Sekuru’s Stories is a public digital humanities project featuring the renowned Zimbabwean mbira player, oral historian, and ritual specialist Sekuru Tute Chigamba. Bringing Sekuru Chigamba’s oral narratives, or nhoroondo, together with musical transcriptions, recordings, photographs, and maps, the project presents Zimbabwean musical and cultural heritage in an interactive format. Sekuru’s Stories has been made possible with the generous support of the American Council of Learned Societies.

Sekuru’s Stories is currently under development with support from the ACLS. The project is being built publicly, with new material added weekly basis until it completion in September, 2019. You can subscribe to received notifications about new additions.

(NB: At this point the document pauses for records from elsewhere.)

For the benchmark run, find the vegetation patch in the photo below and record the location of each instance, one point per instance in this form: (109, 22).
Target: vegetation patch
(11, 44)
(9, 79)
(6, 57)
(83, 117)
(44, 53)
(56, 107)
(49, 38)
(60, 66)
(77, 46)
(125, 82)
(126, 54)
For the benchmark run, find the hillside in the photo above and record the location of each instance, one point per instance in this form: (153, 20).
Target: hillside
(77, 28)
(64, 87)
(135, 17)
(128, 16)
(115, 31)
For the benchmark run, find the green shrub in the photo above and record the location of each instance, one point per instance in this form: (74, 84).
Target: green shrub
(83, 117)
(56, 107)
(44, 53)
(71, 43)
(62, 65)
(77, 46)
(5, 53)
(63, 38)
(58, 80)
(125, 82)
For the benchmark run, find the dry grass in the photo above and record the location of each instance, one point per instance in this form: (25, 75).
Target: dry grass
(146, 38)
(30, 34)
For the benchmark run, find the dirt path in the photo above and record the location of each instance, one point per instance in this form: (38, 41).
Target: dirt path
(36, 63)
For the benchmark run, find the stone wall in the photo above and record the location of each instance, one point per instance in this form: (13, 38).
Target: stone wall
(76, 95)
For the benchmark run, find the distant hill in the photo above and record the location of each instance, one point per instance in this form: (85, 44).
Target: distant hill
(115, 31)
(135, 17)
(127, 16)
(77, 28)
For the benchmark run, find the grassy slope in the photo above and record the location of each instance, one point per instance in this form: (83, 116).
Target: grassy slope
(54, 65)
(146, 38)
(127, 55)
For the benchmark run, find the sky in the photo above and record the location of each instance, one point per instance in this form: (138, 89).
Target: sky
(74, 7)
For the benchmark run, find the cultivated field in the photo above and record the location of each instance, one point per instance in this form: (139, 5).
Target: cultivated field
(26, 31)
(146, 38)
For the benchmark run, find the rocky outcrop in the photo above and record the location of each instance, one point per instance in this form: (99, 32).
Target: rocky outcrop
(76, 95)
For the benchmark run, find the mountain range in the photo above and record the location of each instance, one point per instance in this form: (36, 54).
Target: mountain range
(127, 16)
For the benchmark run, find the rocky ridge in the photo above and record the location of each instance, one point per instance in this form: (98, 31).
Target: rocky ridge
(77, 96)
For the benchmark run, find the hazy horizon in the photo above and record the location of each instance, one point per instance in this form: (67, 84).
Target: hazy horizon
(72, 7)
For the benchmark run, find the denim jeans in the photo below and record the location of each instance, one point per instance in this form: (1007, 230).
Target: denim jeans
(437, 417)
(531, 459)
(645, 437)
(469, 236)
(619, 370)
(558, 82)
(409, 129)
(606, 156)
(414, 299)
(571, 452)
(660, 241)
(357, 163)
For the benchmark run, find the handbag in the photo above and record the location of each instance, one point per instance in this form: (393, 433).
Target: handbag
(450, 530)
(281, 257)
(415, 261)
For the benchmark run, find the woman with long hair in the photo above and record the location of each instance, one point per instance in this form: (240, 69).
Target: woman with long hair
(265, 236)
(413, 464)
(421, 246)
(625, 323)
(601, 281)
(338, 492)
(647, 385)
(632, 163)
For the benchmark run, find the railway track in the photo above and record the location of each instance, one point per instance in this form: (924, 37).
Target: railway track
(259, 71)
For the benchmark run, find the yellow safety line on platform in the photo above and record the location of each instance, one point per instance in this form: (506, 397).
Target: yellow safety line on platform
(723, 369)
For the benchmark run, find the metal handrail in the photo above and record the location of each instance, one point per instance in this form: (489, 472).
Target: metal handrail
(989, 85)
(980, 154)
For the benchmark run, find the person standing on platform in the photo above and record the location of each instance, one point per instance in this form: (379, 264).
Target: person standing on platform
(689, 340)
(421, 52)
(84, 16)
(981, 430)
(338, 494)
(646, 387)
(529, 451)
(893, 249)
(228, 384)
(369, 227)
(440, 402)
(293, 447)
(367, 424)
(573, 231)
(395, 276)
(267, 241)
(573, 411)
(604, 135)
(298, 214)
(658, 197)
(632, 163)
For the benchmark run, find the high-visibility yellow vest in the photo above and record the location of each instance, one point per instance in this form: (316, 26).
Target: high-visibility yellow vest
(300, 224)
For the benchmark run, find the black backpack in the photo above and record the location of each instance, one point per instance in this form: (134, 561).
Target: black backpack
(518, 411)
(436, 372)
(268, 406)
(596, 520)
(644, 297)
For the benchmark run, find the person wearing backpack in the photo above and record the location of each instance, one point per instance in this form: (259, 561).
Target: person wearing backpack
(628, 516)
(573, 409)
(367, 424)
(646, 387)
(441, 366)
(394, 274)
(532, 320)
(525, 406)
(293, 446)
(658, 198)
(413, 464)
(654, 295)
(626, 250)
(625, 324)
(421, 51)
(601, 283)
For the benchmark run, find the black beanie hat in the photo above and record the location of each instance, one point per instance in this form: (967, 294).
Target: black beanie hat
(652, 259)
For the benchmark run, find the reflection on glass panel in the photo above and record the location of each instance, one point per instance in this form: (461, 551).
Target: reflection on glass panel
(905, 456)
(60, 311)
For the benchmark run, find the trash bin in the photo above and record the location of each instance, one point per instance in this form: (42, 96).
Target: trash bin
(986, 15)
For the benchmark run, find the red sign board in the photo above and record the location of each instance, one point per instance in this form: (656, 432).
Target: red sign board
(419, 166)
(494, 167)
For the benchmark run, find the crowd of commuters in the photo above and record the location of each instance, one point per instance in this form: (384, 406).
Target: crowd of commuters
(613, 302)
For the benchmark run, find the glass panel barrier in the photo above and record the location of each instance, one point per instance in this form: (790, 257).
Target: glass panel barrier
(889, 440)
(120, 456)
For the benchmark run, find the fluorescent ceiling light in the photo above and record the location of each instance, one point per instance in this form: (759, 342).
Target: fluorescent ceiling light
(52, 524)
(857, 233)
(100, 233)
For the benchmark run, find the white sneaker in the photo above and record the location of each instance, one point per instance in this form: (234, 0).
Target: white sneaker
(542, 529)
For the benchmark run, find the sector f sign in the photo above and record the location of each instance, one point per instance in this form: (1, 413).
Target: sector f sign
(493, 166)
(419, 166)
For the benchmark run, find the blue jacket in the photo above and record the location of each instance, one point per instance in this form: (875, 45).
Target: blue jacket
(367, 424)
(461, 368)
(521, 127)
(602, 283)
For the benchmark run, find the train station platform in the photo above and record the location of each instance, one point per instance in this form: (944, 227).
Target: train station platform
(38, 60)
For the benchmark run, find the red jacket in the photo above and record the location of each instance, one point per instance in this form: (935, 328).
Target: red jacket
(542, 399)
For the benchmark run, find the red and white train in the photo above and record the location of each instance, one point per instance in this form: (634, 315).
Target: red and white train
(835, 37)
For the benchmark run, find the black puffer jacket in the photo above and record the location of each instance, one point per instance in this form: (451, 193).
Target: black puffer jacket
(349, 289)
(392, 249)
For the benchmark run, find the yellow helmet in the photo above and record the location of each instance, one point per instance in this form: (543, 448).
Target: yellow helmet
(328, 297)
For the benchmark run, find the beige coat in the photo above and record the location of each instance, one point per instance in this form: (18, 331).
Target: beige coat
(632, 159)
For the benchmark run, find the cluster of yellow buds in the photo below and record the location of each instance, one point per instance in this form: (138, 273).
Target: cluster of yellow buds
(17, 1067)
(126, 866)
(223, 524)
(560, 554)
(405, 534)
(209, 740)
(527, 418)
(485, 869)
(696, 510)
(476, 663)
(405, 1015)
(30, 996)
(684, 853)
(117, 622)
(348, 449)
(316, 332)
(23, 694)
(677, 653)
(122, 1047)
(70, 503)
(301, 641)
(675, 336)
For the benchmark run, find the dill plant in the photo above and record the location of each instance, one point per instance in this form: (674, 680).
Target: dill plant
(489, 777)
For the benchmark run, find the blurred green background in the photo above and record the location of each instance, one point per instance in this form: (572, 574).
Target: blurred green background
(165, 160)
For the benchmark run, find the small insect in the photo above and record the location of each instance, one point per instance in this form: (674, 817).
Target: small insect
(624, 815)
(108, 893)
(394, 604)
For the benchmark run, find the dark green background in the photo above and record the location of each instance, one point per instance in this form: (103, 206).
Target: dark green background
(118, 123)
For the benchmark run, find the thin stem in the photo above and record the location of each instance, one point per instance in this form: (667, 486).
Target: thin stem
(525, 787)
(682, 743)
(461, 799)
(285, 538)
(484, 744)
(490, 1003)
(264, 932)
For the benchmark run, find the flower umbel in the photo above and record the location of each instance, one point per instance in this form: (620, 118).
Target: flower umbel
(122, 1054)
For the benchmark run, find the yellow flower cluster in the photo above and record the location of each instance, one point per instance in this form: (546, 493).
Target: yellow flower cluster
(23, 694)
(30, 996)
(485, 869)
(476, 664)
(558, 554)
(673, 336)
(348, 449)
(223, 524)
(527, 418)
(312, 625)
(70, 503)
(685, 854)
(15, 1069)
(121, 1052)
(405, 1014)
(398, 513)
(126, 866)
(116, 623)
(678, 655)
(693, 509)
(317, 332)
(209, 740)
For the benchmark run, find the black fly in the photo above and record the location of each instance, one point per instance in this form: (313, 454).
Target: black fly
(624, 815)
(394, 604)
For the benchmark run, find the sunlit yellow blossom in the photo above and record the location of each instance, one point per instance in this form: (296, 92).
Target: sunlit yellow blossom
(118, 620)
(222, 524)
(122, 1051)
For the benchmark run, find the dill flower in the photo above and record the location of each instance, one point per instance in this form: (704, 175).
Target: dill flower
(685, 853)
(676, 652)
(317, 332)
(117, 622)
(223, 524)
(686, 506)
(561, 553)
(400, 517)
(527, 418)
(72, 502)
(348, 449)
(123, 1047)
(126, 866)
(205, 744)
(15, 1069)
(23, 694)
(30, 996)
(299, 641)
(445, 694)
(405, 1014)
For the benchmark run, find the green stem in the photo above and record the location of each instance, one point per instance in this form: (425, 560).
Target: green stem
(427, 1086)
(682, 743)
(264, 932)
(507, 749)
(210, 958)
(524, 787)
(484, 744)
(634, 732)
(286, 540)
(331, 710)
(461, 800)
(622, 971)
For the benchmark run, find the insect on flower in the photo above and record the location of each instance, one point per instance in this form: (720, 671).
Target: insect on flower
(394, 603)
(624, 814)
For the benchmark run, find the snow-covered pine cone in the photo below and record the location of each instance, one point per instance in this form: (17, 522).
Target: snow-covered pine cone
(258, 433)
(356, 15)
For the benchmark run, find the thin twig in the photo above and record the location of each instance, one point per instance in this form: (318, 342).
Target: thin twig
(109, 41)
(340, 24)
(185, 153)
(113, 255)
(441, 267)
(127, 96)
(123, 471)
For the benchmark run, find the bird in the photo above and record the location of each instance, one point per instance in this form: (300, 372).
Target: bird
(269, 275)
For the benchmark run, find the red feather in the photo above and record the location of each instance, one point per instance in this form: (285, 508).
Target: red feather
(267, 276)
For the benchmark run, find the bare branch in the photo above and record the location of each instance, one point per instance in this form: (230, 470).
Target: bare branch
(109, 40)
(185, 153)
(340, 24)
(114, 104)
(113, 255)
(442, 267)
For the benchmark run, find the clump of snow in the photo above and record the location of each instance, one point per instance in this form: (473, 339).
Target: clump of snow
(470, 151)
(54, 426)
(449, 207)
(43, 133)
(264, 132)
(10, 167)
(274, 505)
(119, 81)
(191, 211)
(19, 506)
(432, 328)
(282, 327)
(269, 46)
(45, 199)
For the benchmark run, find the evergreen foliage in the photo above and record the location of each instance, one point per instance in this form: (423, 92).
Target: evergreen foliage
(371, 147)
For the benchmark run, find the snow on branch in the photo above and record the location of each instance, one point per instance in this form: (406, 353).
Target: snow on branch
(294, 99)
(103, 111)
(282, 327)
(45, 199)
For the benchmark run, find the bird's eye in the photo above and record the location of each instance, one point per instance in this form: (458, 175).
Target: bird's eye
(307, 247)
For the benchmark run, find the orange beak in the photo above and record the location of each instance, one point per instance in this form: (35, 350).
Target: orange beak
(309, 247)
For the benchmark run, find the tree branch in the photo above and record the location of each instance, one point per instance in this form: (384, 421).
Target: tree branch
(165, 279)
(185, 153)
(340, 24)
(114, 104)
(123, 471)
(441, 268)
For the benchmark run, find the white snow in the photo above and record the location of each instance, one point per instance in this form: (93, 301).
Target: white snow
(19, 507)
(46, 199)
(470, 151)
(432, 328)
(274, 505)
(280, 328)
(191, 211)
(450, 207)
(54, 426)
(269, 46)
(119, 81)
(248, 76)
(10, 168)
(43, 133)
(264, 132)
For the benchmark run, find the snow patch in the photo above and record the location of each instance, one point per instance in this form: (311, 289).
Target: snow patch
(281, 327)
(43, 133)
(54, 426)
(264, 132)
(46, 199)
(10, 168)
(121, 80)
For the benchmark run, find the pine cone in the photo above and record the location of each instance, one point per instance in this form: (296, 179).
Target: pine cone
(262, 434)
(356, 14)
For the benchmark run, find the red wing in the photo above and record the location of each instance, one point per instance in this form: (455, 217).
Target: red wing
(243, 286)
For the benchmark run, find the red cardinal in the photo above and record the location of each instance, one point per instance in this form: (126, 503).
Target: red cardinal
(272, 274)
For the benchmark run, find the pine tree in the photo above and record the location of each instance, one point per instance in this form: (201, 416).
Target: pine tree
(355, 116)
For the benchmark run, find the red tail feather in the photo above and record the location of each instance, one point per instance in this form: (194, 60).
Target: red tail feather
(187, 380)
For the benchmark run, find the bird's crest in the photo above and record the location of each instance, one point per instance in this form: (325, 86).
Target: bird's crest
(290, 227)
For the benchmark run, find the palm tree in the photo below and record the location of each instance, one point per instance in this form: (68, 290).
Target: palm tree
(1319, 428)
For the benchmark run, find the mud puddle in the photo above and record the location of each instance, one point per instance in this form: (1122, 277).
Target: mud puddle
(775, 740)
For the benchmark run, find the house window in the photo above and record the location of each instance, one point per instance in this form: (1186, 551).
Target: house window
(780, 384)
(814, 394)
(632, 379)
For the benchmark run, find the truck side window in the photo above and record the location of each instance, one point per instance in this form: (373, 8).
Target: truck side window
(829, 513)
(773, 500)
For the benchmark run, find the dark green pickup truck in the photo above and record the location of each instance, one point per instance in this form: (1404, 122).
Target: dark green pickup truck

We also welcome your feedback as Sekuru’s Stories is developed.

Authors

Sekuru’s Stories is co-authored by Sekuru Tute Chigamba and Jennifer Kyker. Tute Chigamba, a renowned Zimbabwean musician, was born in 1939 in the rural district of Guruve, Chigamba. He is now referred to by family, friends, and students alike using the honorific title Sekuru, or “Grandfather.”  Jennifer began studying mbira with Sekuru Chigamba in 1995. She is currently Associate Professor of Ethnomusicology at the Eastman School of Music and the College of Arts, Sciences, and Engineering at the University of Rochester.

Navigating Sekuru’s Stories

As a digital monograph, this project is organized into four sections, conceived as roughly akin to chapters. In the first, Sekuru Chigamba relates stories from his early years in Guruve, beginning with his birth in 1939 and ending with his departure as a migrant laborer in 195*. In the second, he recounts stories about his life in the urban capital, from his experiences attending ceremonies in the early 1960s to his emergence as an international musical figure in the late 1990s. In the third section, Sekuru Chigamba offers a detailed account of his primary instrument, the mbira dzavadzimu, exploring topics such as the mbira’s origins, the law of mbira, and the social role of the mbira player, or gwenyambira. In the fourth part of the site, Sekuru Chigamba recounts the oral history of the Soko Wafawanaka clan, rulers of Guruve. As a member of the clan, he traces his lineage back to its founding ancestor, Chingowo.

Chicago Dzviti Collection

Many of the photographs used in this site belong to the Chicago Dzviti Collection, held in the University of Rochester’s Department of Rare Books, Special Collections & Preservation (RBPSC). This collection was acquired from Chicago Dzviti’s widow Lorraine Chitungo, with generous support from Dean Gloria Culver in AS&E.